# Anyone have a Siamese?



## GoldenJoyx'stwo (Feb 25, 2007)

I had a Burmese...


----------



## TheHooch (May 9, 2007)

To not be a cat lover I have had a couple of simese and now have a ragdoll and a mutt cat.

Hooch


----------



## Bailey & Bentley (Feb 25, 2007)

Nope, I think I have had just about every other type of cat though.


----------



## RickGibbs (Dec 16, 2005)

Growing up, we had a siamese named Scooter....


----------



## Ardeagold (Feb 26, 2007)

I've had two in my life. My last one lived to be 19 years old. They're amazingly smart and loyal. They'll often take to one person, and that's the only person they'll really like. Mine wouldn't eat for anyone except me, or one friend of mine.

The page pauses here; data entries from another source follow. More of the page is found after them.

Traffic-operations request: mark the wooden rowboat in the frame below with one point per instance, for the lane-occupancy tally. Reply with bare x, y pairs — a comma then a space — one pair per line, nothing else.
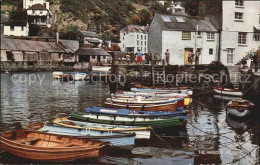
228, 91
142, 107
125, 141
140, 132
46, 147
127, 112
154, 122
239, 108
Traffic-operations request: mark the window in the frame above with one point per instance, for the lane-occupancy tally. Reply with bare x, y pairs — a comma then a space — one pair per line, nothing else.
238, 16
210, 51
230, 54
198, 34
210, 36
257, 36
239, 3
242, 38
186, 35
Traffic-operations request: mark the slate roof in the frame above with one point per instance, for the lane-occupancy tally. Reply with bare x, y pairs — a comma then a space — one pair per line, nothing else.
92, 51
71, 45
27, 45
190, 23
37, 6
89, 34
16, 23
135, 28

She also learned, by herself, how to use the toilet....the real toilet. Never was taught, she just did it. Unfortunately she never learned to flush tho :lol:

She was a very cool cat.....her name was Suki and she was a Seal Point.


----------



## AquaClaraCanines (Mar 5, 2006)

Cool! I have always heard how smart they are, and I have fostered one that was awesome. So happy to have one of my own.


----------



## mylissyk (Feb 25, 2007)

We have a siamese mix, Cookie, he bonded with my oldest son and is very attached to him. My son took him to live with him when he move to his apartment. He is very vocal and demanding of my son's attention, but really would prefer everyone else leave him alone.


----------



## goldenluver (Feb 26, 2007)

My youngest daughter LOVES Siamese cats and she would love to have one.


----------



## BeauShel (May 20, 2007)

I have never had a siamese cat. I think it is because of Lady and the Tramp movie. After that movie I didnt really like them. I know it is stupid but I am just wierd like that. I love pound kitties. Mine have always seemed to be more attached to me after bringing them home.


----------



## AquaClaraCanines (Mar 5, 2006)

Too funny, I watched that TONIGHT with C! LOL


----------



## Claire's Friend (Feb 26, 2007)

I have three Suki 18 year old seal pt, Sing Sing 17 year old seal pt and Moon a 12 year old flame pt.


----------



## MisterBailey (Jun 28, 2007)

When I was little a neighbours Siamese adopted me and came over to play each night. I couldn't say "Siamese" so I called him Simey, lol. My friends Mum got 2 Siamese cats and I was so excited to meet them, but they were the most unsocial cats ever. They came from a cattery where they spent the entire time with cats, so weren't used to people. I think I patted one once, briefly, before it bolted out of the room! :doh:


----------



## cubbysan (Mar 13, 2007)

ACC, where are the pictures???

Are they the "older style" or the "new style"? I like the ones from the sixties and seventies that were more solid then most of the one's bred today.

I have a 16 year old blue point Himilayan.


----------